Dig just past the shiny surface of today’s mainstream pop music, and you might find yourself asking questions like, “Why does it take seven people to write a song that sounds like it came from a computer?”

In the case of the current smash hit “The Middle” by Zedd, Grey and Maren Morris — which has topped Billboard’s pop radio airplay and dance music charts while collecting hundreds of millions of digital streams on services like Spotify, YouTube and Apple Music — the process went far beyond even its three lead artists and seven credited songwriters.
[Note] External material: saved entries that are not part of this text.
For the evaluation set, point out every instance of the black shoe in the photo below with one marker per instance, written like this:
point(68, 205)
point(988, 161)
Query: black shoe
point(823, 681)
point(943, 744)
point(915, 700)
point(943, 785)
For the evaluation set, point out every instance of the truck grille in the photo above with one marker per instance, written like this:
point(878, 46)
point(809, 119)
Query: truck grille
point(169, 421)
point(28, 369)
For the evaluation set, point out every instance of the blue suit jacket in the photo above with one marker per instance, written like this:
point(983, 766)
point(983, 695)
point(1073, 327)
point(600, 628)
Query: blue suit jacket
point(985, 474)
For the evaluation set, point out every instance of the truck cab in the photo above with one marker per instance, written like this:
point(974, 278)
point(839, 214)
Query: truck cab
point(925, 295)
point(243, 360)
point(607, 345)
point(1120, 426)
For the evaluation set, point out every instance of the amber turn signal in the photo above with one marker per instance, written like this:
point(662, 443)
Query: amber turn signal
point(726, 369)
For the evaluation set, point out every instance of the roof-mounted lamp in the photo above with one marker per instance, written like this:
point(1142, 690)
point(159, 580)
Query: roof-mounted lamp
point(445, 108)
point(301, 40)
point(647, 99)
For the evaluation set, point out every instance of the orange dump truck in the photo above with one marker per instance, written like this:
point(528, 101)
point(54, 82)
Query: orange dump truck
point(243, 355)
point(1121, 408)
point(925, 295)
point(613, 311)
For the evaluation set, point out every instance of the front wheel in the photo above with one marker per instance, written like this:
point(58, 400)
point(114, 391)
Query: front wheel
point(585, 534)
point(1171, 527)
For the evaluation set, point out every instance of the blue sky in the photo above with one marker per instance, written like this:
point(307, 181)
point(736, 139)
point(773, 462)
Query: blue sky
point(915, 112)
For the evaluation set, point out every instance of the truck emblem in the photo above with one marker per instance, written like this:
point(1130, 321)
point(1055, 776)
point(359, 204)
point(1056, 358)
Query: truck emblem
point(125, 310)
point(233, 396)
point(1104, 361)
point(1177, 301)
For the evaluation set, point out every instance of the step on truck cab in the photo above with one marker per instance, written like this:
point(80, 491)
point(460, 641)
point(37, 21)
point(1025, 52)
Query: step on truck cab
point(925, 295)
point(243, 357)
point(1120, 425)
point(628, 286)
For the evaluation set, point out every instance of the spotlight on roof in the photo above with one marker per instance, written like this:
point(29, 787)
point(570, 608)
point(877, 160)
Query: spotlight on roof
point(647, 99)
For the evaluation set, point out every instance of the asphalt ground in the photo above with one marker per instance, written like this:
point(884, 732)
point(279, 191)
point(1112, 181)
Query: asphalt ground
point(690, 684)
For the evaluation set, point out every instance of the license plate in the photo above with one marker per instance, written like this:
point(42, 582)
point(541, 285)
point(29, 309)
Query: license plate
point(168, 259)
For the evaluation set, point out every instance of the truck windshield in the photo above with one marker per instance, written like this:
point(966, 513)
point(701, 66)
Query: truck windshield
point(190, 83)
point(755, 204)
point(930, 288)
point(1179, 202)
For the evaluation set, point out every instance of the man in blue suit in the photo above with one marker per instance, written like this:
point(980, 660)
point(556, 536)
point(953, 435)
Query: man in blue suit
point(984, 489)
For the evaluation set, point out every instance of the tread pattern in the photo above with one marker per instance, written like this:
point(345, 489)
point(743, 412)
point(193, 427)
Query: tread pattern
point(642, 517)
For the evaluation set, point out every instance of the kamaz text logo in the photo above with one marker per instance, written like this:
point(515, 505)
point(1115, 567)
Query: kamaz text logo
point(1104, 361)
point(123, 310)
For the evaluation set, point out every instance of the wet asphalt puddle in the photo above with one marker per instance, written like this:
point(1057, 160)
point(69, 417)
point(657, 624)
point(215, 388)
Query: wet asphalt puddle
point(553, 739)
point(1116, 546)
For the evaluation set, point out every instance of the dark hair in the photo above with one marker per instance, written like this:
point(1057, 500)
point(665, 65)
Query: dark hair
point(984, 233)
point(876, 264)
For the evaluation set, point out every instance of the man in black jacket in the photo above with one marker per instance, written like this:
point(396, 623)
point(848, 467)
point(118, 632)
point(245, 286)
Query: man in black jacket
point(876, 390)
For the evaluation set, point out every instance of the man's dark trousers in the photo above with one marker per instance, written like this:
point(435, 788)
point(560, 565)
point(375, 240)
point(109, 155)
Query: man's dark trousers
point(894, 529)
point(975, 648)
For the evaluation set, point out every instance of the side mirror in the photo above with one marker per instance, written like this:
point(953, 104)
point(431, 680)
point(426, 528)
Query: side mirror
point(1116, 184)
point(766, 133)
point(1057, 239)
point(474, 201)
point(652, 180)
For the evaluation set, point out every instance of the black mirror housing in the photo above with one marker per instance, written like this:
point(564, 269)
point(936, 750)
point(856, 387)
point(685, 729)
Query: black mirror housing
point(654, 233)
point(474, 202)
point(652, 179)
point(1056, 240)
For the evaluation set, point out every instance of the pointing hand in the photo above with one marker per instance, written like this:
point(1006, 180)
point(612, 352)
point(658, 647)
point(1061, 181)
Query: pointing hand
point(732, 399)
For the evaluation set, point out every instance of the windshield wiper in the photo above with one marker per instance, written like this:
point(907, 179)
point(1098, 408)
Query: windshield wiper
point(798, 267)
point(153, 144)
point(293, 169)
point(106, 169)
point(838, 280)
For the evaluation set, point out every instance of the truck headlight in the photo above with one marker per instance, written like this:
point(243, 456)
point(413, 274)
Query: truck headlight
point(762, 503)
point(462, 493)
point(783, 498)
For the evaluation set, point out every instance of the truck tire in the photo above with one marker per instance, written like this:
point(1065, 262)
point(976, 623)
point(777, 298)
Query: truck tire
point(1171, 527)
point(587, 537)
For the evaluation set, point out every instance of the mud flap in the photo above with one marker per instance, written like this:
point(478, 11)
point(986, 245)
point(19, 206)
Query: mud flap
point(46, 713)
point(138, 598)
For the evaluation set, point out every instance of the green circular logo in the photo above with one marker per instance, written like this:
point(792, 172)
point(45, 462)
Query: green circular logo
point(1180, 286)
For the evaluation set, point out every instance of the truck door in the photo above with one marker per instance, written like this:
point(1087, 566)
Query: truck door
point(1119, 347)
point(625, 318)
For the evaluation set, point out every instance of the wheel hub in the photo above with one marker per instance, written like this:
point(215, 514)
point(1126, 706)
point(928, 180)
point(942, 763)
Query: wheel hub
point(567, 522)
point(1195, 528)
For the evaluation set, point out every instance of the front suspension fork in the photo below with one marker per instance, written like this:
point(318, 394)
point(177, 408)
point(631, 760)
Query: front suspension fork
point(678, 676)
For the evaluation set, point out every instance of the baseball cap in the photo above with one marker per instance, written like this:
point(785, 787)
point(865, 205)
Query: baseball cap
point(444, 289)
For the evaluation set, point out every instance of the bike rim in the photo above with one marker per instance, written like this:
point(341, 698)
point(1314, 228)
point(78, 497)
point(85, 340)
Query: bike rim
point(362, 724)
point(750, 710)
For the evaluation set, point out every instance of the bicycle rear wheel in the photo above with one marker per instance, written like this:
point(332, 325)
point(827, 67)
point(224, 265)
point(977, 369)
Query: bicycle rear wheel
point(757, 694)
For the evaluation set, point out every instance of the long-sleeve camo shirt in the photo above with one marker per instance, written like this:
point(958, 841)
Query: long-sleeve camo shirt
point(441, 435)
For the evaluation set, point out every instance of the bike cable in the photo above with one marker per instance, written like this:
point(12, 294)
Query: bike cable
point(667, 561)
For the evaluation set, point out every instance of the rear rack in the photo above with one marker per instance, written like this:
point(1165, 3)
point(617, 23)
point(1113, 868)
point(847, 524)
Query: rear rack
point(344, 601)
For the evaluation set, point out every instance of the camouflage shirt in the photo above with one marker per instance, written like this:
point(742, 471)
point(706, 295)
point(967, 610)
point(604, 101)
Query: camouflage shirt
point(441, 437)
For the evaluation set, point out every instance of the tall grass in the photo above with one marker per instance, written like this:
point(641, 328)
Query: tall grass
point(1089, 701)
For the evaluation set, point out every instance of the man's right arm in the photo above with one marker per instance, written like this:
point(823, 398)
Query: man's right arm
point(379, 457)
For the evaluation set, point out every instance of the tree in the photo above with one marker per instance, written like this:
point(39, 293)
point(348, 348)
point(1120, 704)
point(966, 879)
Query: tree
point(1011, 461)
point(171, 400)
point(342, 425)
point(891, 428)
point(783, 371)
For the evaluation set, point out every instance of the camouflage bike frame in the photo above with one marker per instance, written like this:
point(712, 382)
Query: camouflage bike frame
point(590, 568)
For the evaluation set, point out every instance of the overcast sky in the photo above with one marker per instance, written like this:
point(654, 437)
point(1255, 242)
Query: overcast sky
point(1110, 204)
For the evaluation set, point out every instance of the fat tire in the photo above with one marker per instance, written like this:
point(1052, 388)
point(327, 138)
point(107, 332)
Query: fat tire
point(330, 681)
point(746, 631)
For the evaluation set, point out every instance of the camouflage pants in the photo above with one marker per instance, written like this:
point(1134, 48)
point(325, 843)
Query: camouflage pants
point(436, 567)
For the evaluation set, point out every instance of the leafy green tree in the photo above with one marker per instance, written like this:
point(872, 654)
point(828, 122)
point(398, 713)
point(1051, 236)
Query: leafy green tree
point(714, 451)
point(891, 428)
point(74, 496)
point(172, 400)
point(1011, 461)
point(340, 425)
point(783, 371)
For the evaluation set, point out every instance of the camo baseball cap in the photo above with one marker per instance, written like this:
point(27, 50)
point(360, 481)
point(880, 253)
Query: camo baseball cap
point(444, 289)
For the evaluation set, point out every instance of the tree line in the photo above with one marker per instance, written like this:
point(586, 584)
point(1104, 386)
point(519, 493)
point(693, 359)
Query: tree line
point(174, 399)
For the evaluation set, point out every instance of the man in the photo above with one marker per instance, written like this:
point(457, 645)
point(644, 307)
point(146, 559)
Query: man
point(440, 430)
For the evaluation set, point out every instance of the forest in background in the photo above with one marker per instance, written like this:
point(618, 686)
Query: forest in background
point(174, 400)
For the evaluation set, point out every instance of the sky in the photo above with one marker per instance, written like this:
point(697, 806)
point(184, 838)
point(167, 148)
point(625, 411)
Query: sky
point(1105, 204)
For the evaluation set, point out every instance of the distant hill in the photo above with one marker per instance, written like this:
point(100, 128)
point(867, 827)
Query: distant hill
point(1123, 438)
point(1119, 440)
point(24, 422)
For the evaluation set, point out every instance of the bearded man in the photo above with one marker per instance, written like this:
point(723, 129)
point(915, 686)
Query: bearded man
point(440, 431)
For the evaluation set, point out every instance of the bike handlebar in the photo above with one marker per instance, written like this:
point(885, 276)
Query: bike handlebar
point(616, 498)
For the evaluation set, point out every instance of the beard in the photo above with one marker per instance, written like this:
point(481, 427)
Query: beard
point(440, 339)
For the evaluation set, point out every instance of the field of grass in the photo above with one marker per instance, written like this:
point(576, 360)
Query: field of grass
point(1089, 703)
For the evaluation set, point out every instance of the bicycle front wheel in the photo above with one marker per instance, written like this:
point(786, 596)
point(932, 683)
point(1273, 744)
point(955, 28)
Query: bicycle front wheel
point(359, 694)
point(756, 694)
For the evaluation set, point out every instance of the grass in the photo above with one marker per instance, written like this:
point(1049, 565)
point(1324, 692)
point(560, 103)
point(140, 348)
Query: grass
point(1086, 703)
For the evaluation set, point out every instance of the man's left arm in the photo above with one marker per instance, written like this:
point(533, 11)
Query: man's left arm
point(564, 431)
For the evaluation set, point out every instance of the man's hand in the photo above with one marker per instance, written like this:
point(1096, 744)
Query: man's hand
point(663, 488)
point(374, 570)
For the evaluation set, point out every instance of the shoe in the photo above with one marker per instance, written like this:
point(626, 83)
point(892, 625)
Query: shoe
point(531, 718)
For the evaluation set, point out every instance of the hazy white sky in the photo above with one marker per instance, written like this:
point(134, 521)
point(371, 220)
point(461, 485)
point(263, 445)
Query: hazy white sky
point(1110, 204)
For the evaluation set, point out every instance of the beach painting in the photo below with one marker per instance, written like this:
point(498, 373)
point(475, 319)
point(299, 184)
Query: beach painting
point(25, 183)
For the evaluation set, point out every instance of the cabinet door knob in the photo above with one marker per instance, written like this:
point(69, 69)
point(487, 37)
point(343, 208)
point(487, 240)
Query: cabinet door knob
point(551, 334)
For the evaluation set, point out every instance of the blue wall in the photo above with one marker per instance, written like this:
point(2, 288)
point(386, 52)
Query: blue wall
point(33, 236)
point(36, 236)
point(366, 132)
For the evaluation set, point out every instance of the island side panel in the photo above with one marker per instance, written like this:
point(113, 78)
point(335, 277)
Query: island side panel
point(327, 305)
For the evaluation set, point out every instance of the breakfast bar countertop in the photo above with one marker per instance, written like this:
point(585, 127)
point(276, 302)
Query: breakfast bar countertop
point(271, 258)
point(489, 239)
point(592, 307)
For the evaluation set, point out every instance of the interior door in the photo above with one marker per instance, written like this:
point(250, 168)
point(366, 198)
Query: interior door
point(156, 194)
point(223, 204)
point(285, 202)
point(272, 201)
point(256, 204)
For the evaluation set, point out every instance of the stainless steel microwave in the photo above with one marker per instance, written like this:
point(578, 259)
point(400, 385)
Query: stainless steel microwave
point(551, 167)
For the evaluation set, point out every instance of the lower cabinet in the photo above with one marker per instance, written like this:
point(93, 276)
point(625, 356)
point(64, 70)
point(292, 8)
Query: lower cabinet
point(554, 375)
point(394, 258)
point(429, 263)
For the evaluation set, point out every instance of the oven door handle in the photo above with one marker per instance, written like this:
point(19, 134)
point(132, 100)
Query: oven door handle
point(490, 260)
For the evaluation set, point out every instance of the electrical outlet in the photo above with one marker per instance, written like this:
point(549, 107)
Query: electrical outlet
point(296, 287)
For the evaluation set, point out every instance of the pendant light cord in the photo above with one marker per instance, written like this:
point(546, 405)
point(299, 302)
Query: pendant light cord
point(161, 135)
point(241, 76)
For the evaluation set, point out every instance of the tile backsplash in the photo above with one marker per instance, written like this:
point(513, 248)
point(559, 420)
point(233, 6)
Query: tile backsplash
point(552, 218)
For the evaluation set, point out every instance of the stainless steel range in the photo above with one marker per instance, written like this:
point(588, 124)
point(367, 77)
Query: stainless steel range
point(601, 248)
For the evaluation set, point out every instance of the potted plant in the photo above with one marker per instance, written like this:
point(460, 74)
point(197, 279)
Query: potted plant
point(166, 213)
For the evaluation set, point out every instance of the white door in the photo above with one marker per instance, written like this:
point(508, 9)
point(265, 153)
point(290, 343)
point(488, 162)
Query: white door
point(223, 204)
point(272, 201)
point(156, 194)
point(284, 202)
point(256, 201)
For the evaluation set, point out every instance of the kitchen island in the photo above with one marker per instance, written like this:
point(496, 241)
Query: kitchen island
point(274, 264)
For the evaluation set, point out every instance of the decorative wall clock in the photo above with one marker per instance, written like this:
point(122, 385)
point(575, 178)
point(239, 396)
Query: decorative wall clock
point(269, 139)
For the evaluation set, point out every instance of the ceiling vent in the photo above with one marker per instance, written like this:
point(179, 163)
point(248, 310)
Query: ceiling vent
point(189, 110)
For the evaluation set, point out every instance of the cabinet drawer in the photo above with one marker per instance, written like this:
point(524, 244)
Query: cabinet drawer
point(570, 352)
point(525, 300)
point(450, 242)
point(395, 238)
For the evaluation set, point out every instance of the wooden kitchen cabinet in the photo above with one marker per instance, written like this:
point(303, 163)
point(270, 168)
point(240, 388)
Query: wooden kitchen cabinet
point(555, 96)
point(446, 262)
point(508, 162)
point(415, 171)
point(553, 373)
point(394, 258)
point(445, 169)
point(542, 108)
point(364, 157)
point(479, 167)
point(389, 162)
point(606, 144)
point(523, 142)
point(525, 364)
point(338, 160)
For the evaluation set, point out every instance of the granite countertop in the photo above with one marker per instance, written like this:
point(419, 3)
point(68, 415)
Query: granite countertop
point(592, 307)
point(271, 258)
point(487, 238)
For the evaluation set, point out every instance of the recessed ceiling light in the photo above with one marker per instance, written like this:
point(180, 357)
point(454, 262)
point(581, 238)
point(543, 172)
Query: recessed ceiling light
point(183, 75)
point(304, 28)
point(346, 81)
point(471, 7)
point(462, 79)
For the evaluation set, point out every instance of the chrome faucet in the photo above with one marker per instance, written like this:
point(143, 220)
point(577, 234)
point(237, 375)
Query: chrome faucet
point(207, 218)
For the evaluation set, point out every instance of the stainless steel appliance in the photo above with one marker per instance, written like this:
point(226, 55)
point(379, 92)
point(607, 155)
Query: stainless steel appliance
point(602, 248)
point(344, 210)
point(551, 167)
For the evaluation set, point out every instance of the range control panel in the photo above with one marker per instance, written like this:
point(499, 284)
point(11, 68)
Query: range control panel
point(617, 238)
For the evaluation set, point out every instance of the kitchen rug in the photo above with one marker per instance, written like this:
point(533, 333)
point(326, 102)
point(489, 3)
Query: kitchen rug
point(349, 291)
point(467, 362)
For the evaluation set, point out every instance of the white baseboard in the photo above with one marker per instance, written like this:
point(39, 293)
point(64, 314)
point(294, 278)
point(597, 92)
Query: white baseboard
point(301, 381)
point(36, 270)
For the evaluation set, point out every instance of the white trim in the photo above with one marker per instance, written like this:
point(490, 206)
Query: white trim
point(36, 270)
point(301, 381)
What began as a demo by the Monsters and the Strangerz, a behind-the-scenes Los Angeles studio team, and Sarah Aarons, a young wallflower songwriter from Australia, took more than a year of fiddling between the germ of the idea and its Top 40 debut — a creative roller coaster that included three distinct waves of musical production, 14 prospective vocalists, a corporate tie-in and a video premiere during the Grammys.

Lennon-McCartney this was not.

But while “The Middle” and other would-be major hits of its ilk may strike some purists (or snobs) as cynical — compositions by committee, designed for mass appeal and maximum pleasure — they are also meticulously constructed, deeply collaborative and often inventive, squeezing multiple moods and genres into a three-minute package that can somehow feel universal.

In the inaugural Diary of a Song, a new video series from the pop music team of The New York Times that pulls back the curtain on how music is made today, we tracked the writing and production of “The Middle” through voice memos, demo versions, text messages, emails, interviews and more provided by those behind the track.

The material revealed an intricate dance between no fewer than eight collaborators — including, ultimately, an incongruous pair: the producer-D.J. Zedd and the pop-country singer Maren Morris — all of whom put egos and personal preferences aside in service of the sonic whole.